Damit werden auch Sachsen und Bayern die Bestimmungen für tschechische Pendler rasant verschärfen. So sollen nach Sachsen nur noch Pendler in wichtigen Systemberufen wie dem Gesundheitswesen und der Pflege pendeln dürfen, und auch nur bei täglicher Testung. Alle anderen brauchen einen negativen Test und müssen danach zusätzlich zwei Wochen in Quarantäne.
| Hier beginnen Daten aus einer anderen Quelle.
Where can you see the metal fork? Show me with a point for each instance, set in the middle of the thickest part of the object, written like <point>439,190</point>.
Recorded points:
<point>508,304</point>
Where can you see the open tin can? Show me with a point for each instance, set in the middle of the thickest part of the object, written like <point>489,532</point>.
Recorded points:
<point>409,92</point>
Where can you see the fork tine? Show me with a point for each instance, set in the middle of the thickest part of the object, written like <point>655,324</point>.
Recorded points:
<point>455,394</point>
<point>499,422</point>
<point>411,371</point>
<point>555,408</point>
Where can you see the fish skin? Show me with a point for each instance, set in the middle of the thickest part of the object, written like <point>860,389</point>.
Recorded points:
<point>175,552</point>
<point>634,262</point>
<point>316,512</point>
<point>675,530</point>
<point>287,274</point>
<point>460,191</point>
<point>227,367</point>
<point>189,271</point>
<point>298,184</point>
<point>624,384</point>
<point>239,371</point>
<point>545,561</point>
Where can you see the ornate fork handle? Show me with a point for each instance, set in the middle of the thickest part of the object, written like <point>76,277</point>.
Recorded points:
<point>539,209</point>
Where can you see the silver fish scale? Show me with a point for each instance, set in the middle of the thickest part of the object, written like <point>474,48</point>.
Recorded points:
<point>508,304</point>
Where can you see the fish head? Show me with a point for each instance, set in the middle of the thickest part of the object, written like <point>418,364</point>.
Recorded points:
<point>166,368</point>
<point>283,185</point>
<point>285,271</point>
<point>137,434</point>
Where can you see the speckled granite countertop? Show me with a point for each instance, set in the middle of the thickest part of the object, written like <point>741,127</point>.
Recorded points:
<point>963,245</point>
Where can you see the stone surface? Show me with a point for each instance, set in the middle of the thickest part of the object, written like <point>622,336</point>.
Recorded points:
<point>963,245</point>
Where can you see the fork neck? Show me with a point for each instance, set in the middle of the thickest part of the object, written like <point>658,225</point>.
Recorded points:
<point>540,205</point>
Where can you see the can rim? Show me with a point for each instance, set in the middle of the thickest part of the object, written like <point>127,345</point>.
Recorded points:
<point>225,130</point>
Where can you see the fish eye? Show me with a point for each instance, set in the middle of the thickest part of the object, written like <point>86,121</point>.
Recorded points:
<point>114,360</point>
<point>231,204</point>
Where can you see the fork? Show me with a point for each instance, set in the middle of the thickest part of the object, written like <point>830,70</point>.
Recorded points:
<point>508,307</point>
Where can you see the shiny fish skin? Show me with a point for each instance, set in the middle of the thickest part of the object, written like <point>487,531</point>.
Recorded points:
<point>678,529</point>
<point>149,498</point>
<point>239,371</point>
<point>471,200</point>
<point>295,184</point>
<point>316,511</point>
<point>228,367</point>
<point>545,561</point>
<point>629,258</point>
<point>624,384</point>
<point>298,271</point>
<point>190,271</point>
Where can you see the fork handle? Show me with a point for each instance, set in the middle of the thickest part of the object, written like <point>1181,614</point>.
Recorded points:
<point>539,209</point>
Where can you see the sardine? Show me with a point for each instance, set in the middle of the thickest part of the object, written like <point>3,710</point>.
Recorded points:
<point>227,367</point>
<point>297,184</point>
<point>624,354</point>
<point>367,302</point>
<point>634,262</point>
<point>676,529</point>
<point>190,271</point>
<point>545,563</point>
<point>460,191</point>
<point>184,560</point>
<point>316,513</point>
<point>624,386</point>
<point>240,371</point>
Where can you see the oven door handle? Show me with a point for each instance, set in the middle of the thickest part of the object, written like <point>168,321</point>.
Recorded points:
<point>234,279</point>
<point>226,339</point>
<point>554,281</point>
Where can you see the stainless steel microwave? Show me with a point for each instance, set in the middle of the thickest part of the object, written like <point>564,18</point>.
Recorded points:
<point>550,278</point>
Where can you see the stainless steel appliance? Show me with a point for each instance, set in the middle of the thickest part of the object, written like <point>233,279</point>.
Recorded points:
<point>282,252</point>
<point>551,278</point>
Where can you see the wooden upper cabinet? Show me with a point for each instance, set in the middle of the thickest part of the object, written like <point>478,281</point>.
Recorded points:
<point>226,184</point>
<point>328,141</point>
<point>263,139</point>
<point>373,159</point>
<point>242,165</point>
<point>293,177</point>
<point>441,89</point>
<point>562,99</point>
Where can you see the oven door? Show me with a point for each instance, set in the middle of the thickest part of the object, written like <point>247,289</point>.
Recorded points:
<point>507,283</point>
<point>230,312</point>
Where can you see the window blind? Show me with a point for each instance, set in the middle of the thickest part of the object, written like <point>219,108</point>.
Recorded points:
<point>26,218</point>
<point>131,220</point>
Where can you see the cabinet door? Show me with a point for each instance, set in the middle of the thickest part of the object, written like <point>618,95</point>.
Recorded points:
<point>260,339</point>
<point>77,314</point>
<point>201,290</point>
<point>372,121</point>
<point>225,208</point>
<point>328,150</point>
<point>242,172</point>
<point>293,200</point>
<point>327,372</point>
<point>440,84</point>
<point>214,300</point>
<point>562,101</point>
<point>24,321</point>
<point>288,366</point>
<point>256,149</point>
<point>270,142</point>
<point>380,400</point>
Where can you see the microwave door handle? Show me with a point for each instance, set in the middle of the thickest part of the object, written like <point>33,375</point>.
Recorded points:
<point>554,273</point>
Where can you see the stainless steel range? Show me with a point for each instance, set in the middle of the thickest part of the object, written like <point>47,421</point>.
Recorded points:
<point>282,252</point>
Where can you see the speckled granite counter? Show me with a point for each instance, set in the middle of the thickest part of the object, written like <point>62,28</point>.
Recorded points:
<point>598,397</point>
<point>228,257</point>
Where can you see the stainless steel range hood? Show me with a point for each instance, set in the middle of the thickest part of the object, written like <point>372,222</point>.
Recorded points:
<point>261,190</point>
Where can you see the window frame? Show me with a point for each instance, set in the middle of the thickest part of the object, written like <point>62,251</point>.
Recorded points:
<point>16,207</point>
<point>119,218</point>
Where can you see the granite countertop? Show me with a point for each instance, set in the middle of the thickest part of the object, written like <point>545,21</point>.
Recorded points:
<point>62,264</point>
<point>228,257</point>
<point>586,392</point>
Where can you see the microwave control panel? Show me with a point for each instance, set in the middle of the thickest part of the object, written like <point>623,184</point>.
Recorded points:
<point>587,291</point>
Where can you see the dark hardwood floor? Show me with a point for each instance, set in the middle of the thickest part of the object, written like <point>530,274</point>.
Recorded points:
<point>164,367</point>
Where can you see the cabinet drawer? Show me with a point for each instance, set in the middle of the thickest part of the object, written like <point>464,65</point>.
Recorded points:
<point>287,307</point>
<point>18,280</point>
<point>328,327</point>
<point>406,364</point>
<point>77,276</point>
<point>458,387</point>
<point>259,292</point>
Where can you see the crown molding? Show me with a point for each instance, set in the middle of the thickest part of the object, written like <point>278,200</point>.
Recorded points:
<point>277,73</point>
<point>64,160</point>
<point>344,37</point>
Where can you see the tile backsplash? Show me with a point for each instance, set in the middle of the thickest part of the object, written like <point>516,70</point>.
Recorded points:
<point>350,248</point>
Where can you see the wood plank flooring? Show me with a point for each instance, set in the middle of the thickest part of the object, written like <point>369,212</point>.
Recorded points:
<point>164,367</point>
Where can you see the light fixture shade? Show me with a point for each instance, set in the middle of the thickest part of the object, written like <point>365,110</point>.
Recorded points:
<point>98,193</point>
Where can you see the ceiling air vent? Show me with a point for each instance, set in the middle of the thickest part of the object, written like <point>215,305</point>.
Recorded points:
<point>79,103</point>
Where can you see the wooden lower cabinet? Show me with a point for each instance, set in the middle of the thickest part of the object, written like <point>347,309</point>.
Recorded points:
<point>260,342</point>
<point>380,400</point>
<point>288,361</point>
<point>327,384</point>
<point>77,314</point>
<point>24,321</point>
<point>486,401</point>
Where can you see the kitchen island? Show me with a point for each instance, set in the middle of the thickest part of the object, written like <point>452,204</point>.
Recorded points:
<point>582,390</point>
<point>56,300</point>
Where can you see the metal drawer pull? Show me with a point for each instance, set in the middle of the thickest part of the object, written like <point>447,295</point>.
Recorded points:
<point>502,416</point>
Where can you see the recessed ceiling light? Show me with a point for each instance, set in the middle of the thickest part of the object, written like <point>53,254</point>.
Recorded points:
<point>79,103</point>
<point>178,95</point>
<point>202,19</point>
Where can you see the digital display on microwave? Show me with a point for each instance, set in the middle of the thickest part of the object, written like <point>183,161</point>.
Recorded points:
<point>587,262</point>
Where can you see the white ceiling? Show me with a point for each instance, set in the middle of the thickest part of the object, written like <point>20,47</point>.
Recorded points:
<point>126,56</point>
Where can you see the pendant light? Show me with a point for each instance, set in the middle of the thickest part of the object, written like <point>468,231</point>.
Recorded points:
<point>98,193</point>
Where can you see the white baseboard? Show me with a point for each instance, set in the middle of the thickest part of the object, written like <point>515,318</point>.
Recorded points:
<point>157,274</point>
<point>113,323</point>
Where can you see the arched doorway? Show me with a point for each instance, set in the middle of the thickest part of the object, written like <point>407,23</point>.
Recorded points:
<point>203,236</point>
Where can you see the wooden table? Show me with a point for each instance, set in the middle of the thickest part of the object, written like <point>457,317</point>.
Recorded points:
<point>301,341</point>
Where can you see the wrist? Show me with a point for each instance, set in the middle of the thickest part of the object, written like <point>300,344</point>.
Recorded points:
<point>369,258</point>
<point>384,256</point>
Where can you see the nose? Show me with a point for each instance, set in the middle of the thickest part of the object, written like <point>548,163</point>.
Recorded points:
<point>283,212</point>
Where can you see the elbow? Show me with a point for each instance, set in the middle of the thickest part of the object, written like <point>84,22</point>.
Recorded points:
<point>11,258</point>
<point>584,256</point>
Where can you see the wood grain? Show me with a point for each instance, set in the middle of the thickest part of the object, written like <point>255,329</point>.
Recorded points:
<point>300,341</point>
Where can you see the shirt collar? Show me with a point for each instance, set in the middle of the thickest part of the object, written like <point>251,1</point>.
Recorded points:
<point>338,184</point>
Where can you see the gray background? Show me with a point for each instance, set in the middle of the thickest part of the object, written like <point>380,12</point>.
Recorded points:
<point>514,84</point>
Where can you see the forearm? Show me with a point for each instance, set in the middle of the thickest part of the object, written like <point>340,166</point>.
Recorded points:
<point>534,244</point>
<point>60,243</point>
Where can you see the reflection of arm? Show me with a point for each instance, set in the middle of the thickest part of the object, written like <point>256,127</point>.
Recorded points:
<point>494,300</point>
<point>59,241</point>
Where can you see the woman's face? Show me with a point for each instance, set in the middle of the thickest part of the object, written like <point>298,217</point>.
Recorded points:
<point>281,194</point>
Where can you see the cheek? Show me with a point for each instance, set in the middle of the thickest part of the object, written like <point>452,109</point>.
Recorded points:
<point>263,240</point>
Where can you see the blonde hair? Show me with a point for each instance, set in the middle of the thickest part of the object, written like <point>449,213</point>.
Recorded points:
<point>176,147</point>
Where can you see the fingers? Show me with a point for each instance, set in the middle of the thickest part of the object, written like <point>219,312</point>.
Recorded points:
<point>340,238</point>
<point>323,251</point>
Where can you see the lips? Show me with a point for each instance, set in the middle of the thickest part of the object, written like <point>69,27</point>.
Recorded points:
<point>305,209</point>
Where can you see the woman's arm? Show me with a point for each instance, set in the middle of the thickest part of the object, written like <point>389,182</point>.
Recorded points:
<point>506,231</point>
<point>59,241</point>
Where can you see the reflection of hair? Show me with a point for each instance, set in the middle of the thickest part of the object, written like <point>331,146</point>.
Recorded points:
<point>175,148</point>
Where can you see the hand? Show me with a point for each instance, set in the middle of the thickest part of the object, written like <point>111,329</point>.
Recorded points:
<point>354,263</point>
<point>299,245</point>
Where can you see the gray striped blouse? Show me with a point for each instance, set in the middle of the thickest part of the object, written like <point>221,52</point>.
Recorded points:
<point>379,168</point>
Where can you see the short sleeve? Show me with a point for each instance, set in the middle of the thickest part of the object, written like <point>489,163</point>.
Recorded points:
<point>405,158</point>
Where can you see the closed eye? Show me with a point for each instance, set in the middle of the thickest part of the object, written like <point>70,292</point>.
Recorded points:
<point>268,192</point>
„Die Pendlerbewegungen werden deutlich eingeschränkt werden“, kündigte Sachsens Regierungschef Michael Kretschmer an. Wie bisher will Sachsen einen Zuschuss pro Nacht zahlen, wenn Pendler aus Tschechien am Arbeitsort bleiben. Er habe Tschechien Hilfe angeboten, fügte der CDU-Politiker hinzu.
Kritik vom DGB Sachsen
Der Hauptgeschäftsführer der Industrie- und Handelskammer Dresden, Detlef Hamann, appellierte an die Unternehmen, sich auf eine Grenzschließung einzustellen. Tschechische Pendler seien vor allem für die Industrie in der Region Chemnitz unverzichtbar. Wie bisher will Sachsen einen Zuschuss von 40 Euro pro Nacht zahlen, wenn Beschäftigte aus Tschechien am Arbeitsort bleiben.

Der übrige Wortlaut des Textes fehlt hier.